Robociznę jednak bym liczył na minimum 45zl jeśli ma to robić firma utrzymująca się na rynku. Tak mi się wydaje. Ja jestem przed ociepleniem i za dobrego fachowca płacę 60zl w tym parapety, rynny spustowe dwie i obróbka attyki.

----------


## maciuspala

Nobw moich okolicach 40 zl z tynkiem to już drogawo ale jak.ma być dobrze to nikt z tego zejść nie chce.Dobra ekipa bierze 100 zł z materiałem, styropian grafit 15 cm, system na Kreislu silikonie a czasami w tej cenie idzie wytargować tynk Caparola.
Ekipa z rachunkiem ale i z długimi terminami.

----------


## tkaczor123

Kumpel z Tarnowa bierze 35zł za metr, z tym że terminy wolne dopiero za rok.
Moje ceny materiłu masz w tabelce powierzchnia elewacji 165m

----------


## Konto usunięte_1*

Mnie docieplenie 12cm grafitowym o powierzchni ścian 200m2 wyszło 7 tys ale robiłem sam , natomiast firma kładła mi na tym tynk i zapłaciłem 7300 zł oni dawali swój tynk , więc razem 14 tys z małym haczykiem to wyszło , dom dł 14,5x9,5metra

----------


## maciuspala

> Kumpel z Tarnowa bierze 35zł za metr, z tym że terminy wolne dopiero za rok.
> Moje ceny materiłu masz w tabelce powierzchnia elewacji 165m


nawet wiem gdzie kupiłeś te materiały wycena bardzo specyficzna......
Obstawiam że tynk Caparol.....

----------


## olla87

Dziękuję za odpowiedzi  :smile:  Aktualnie najlepszą ofertę mamy za 60zł metr styropian 10-tka +2x klej.
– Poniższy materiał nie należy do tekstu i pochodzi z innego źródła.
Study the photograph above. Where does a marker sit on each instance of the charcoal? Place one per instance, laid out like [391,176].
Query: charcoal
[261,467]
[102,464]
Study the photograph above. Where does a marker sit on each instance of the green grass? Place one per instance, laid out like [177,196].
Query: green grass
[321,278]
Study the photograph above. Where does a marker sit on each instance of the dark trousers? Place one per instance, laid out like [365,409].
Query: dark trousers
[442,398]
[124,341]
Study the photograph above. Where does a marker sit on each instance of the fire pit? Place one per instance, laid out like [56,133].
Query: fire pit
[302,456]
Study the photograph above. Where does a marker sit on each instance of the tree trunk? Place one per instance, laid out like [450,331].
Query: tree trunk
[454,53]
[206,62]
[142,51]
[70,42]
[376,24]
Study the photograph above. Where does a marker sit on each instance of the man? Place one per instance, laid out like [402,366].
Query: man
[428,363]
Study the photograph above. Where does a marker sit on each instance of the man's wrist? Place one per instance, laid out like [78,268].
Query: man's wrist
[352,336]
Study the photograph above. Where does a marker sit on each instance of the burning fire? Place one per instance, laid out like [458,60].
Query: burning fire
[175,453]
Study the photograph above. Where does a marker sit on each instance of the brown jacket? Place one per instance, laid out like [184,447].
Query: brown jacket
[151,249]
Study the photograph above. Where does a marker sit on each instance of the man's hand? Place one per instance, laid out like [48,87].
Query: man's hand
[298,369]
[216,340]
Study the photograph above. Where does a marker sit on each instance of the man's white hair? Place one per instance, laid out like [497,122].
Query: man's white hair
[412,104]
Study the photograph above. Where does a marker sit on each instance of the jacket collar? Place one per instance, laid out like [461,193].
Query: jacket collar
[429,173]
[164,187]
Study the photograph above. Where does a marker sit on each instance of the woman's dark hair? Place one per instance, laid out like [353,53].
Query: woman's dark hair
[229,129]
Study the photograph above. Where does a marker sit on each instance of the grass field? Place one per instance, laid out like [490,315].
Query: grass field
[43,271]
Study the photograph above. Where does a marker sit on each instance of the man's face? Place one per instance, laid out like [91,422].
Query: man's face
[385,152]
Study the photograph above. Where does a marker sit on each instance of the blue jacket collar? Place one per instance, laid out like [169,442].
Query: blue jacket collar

Tylko teraz pytanie: czy na świeżo postawionym pustaku na klej można od razu kłaść styropian czy lepiej czekać do wiosny ?

----------


## tkaczor123

Tynk Caparol,kleiłem na kreislu gdybym następnym razem robił to bym brał TO siatka zbrojąca ma włókna szklane ta kreisla kiedyś miała teraz to chyba poszli w oszczędność i wyparowała :wink: . Jak masz już ekipę z taką ceną to bym nie czekał do wiosny, Ciekawe co w tych 60zł jest, pewnie najtańsza siatka chińska i styropian 0,42, zapytaj się wykonawcy.

----------


## maciuspala

Kreisel nie jest zły, uważam że lepszy niż Termoorganika ale to moje zdanie. Jesli brałeś tynk Caparola na Czystej to trzeba było od razu zrobić system na kleju 190s i190.Chyba że miało być oszczędnie bo jednak Caparol do tanich nie należy.

----------


## tkaczor123

caporol do tanich nie należny , każdy ma swoje zdanie mi osobiście lepiej się robiło na TO, klebemasse było o złotówkę droższe od TO i kreisla, jak robię sam to gwarancji i tak nie mam jak robię systemowo. całość wyszło by mnie o 500 zl wiecie. Kreisel był kiedyś lepszy ale teraz niestety żeby cena była taka sama idzie po jakości w każdym przypadku.  znam to z autopsji.

----------


## misiek12_

Apropo wydymania klienta... czy jeszcze daleko do tego? mat+ rob.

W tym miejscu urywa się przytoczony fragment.